Thursday, November 22, 2012

Andy Smarick on School Improvement

STOP THE PRESSES! The biggest debate within the ed reform community is a massively important one: namely, what is the best way to achieve our objective of providing a quality education to every child, especially those trapped in failing schools? Is the best solution to try to improve these schools, or to replace them? Here’s Andy Smarick with an article about powerful new evidence (on top of vast previous evidence) that the former is almost completely ineffective, no matter how much money is spent, so let’s focus on the latter:

When I get a call from a reporter on a Friday, it typically means that a government agency is trying to dump bad news.  When I get a call from a reporter on the Friday before Thanksgiving week, I know that a government agency is trying to dump really bad news.
And so it is with the U.S. Department of Education’s quiet release of results from the first year of the massive School Improvement Grant (SIG) program. (See Alyson Klein’s Ed Week coverage.)

The headline is simple: The feds spent several BILLION dollars and got terribly disappointing results—but, tragically, the results are predictable to anyone familiar with the history of “turnarounds.”

Almost three years ago, in an article for Education Next called “The Turnaround Fallacy”, I detailed how and why previous turnaround efforts failed so consistently and predicted that future efforts would amount to the same.
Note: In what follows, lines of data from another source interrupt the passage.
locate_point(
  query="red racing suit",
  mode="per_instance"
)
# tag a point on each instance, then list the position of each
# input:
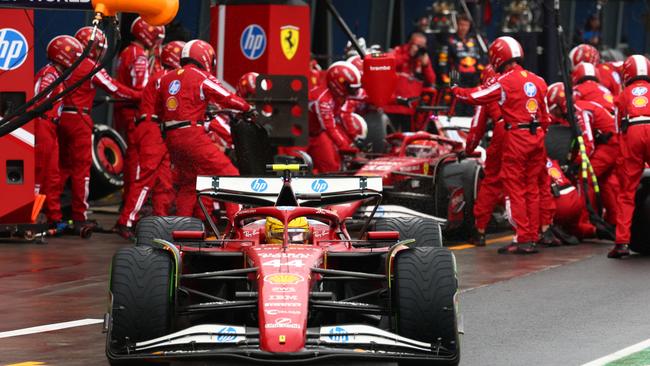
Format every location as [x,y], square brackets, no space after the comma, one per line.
[594,92]
[610,78]
[181,99]
[632,104]
[571,213]
[522,98]
[76,128]
[491,190]
[153,167]
[132,70]
[47,145]
[326,136]
[605,146]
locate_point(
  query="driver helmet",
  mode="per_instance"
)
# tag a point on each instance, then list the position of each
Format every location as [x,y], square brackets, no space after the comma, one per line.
[297,230]
[422,149]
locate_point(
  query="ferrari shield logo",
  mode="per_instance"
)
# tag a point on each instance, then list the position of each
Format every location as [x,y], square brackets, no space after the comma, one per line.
[289,37]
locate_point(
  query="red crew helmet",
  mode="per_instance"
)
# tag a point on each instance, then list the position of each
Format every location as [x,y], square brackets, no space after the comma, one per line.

Chapter 4 of my new book, The Urban School System of the Future, extends that argument with even more evidence.

It’s not just me. Tom Loveless’s 2009 Brown Center Report showed the dramatic failure of turnaround efforts over 20 years, and David Stuit’s remarkable and devastating 2010 study powerfully reinforced these findings.

Now the Department, doing its job, is trying to paint the new data as a good-news story. But that clearly belies the data. No amount of lipstick-gussying can change the facts.
…So we sent BILLIONS of dollars into deeply troubled districts, which then funneled the money into deeply troubled schools. And according to this eye-opening CRPE study, the interventions were often of suspect seriousness and vigor. No wonder the SIG results are even more disappointing than those generated by decades of previous turnaround attempts.
Now we face a fork in the road.

PS—Here’s a quote from Smarick’s new book, The Urban School System of the Future (

"Unfortunately, efforts to fix long-broken schools simply don’t work like we need them to. The evidence shows forcefully that turning around failing schools is not a scalable strategy for improving urban systems. Moreover, by putting so much of our energy into preserving failing schools, we have actually impeded the development of other activities central to the healthy management of our portfolio of schools."